How do I fix the problem?
Is there anything I am doing wrong here?

mschramm | Thu, 09/12/2019 - 15:45

Hello,

To answer your questions
1) Because the two computers must now transfer information from one to the other. As you add more cores, the number of time information must be passed increases.
You also have two completely different CPUs (and probably memory modules) so as one computer has finished a routine, it must wait for the other computer to catch up.
2) Hire someone who has built clusters before.
3) Answers are going to be based on how you have the cluster set up.
How are the communications between computers being handled?
Are they connected using infiniband or an equivalent, by CAT5/6/7, or by wifi (please no...)?
Are all of the computers the same (or at least have the same processor and memory)?
I personally use a cluster with 10 computers for LIGGGHTS. The main difference is that I do not
run a single simulation across multiple computers. I mostly use my cluster for DOE runs using the -partition MxN command to run M jobs utilizing N cores each.
This is the way I would recommend you utilizing your cluster. If you must use a cluster for a single simulation, I would suggest looking into HPC cluster design.
(A very big rabbit hole... Don't think I will ever need to know about creating a 6d torus cluster but I did read about it...)

gilgamesch | Fri, 09/13/2019 - 07:47

First of all, Thank You!

I want to address some of what you said before I talk about what I did in the meantime.

1) I am aware of the fact that communication takes processing power as well, but as in my experiments below, this does not seem to be the problem as far as I can tell. Now the different CPUs should also not affect the outcome to the worse, since The slowest single calculation process will not get slower with more cores. If let's say the slowest core takes 10s and the others all take 2 seconds, the ones that finish early will wait for the slow 10second core (as you said). This however should make all of the runs equally fast since the bottleneck is always 10seconds (please correct me if I am wrong), but what I observed is that the simulation slows down significantly (as below).
2) Hiring someone is not an option for me, since it is a project that we have to deal with.
3) The Wifi option made me laugh out loud :) I am running a CAT5e connection between the PCs. All have more than enough RAM (32GB is the lowest value one).

So as far as I understand you run multiple simulations on a few cores instead of running one simulation on multiple cores right?

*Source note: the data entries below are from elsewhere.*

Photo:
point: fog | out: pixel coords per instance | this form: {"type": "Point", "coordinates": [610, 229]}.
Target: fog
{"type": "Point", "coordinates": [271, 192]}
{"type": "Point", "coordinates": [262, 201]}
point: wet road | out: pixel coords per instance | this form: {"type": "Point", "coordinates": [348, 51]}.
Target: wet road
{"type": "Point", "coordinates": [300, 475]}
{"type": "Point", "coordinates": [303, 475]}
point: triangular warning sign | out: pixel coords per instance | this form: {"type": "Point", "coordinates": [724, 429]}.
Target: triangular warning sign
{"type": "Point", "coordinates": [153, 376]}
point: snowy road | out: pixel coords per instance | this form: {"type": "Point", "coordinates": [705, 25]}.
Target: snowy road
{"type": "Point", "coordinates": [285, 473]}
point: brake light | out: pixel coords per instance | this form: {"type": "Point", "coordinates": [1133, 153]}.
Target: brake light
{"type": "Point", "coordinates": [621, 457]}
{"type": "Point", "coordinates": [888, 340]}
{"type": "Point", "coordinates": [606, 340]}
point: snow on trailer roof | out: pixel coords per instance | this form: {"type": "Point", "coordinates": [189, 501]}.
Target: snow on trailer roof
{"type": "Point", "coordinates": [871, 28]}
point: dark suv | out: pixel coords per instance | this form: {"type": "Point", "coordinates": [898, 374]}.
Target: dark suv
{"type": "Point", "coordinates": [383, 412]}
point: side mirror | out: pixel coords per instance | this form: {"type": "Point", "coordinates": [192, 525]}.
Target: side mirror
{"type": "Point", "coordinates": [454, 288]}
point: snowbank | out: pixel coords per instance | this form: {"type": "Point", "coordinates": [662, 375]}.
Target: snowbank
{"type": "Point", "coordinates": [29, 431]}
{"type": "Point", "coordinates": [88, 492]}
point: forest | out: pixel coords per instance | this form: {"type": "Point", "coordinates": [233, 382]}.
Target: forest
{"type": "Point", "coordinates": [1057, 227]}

That again will probably not work for what I am planning with the simulation.
I need to run one simulation as fast as possible.

HPC Clusters indeed look like a rabbit hole I would love to avoid if I can :)

While I was waiting for a reply I did a few test with different amounts of cores and a few different PCs.
The same basic Simulation was run on all of these iterations and these are the results:

2.40GHz x 6 (master)
One PC on 1/6 cores 441s
One PC on 2/6 cores 406s
One PC on 3/6 cores 402s
One PC on 4/6 cores 401s
One PC on 5/6 cores 365s
One PC on 6/6 cores 404s

2.40GHz x 6 (master) and 4.20GHz x 8 (slave) (CoresOnMaster:CoresOnSlave)
Two PCs on 06/14 cores 410s (5:1)
Two PCs on 07/14 cores 297s (6:1)
Two PCs on 07/14 cores 298s (5:2)
Two PCs on 07/14 cores 407s (1:6)
Two PCs on 08/14 cores 433s (6:2)
Two PCs on 08/14 cores 430s (5:3)
Two PCs on 09/14 cores 420s (5:4)
Two PCs on 10/14 cores 456s (5:5)
Two PCs on 11/14 cores 407s (5:6)
Two PCs on 11/14 cores 403s (6:5)
Two PCs on 12/14 cores 660s (5:7)
Two PCs on 13/14 cores 603s (5:8)
Two PCs on 14/14 cores 498s (6:8)

2.40GHz x 6 (master) and 3.40GHz x 12 (slave)
Two PCs on 06/18 cores 424s (5:1)
Two PCs on 07/18 cores 303s (5:2)
Two PCs on 08/18 cores 436s (5:3)
Two PCs on 09/18 cores 434s (5:4)
Two PCs on 10/18 cores 444s (5:5)
Two PCs on 11/18 cores 422s (5:6)
Two PCs on 12/18 cores 513s (5:7)
Two PCs on 12/18 cores 605s (4:8)
Two PCs on 13/18 cores 416s (6:7)
Two PCs on 13/18 cores 546s (5:8)
Two PCs on 14/18 cores 483s (5:9)
Two PCs on 15/18 cores 586s (5:10)
Two PCs on 16/18 cores 701s (5:11)
Two PCs on 17/18 cores 492s (5:12)
Two PCs on 18/18 cores 685s (6:12)

I hope it makes sense. Apparently the times fluctuate significantly over the amount of used cores. As you can see on both constellations 7 cores yield the best result (don't know why or how). If I use all available cores its slow which makes sense to me since background processes and communications need to wait for 1 core to be free again to be processed. but the rest looks random to me and I cannot make any progress without parallel processing.

Now I read in the Documentation that LIGGGHTS creates a 3D-Matrix out of the procs assigned to the simulation that then divide the simulation volume between them. Maybe there is a connection between this division of the simulation are and the values above? It looks to me that 7 cores and around 14 cores are significantly lover than the rest of the values around them. Matter of fact I did one more test as I was writing this, where I ran the following test:

Two PCs on 5/18 cores 364s (3:2)
Two PCs on 7/18 cores 360s (1:6)

As 5 and 7 cores was the fastest overall I thought that maybe this will prove or disprove my theory about the Matrix.

Hope this help you help me.

mschramm | Fri, 09/13/2019 - 20:07

Hello,
How many particles are you simulating? How many per processor?
I did a few quick simulations with 80,000 spheres
1 core == 1x speed up
4 cores == 1.79x speed up (1 computer)
8 cores == 2.44x speed up (2 computers)
12 cores == 2.27x speed up (3 computers)
16 cores == 2.04x speed up (4 computers)
20 cores == 2.35x speed up (5 computers)
I am using CAT6 cables with a gigabit network switch (longest cable between switch and computer is 5 ft)

gilgamesch | Mon, 09/16/2019 - 05:50

At the moment its a small setup with 12,000 spheres. How do I check the amount of atoms per core? (As I said I`m fairly fresh into LIGGGHTS)

It`s strange. In my results the highest speed is 1.5 in any of my 2 and 1 PC setups. I tried more PC after I saw your reply, but I can`t get it to work properly. It gets stuck after*

Created orthogonal box = (-0.03 -0.03 -0.006) to (0.198 0.298 0.2)

Nothing else happens. My HOSTFILE looks like this*

masterIP slots=1 max_slots=6
slave1IP slots=1 max_slots=12
slave2IP slots=1 max_slots=8

My command has the tree spawn disabled because I thought that that might be causing the problem, but that is not the case since it still gets stuck at the exact same place every single time.*

mpirun --mca plm_no_tree_spawn 1 --hostfile HOSTFILE lmp_auto < in.test

The connection between them all works since hostname command works. That means there might be something wrong with my simulation or my executable?*

$ mpirun --mca no_tree_spawn 1 --hostfile HOSTFILE hostname
master
slave1
slave2

Could this also be the reason for the much slower cluster results?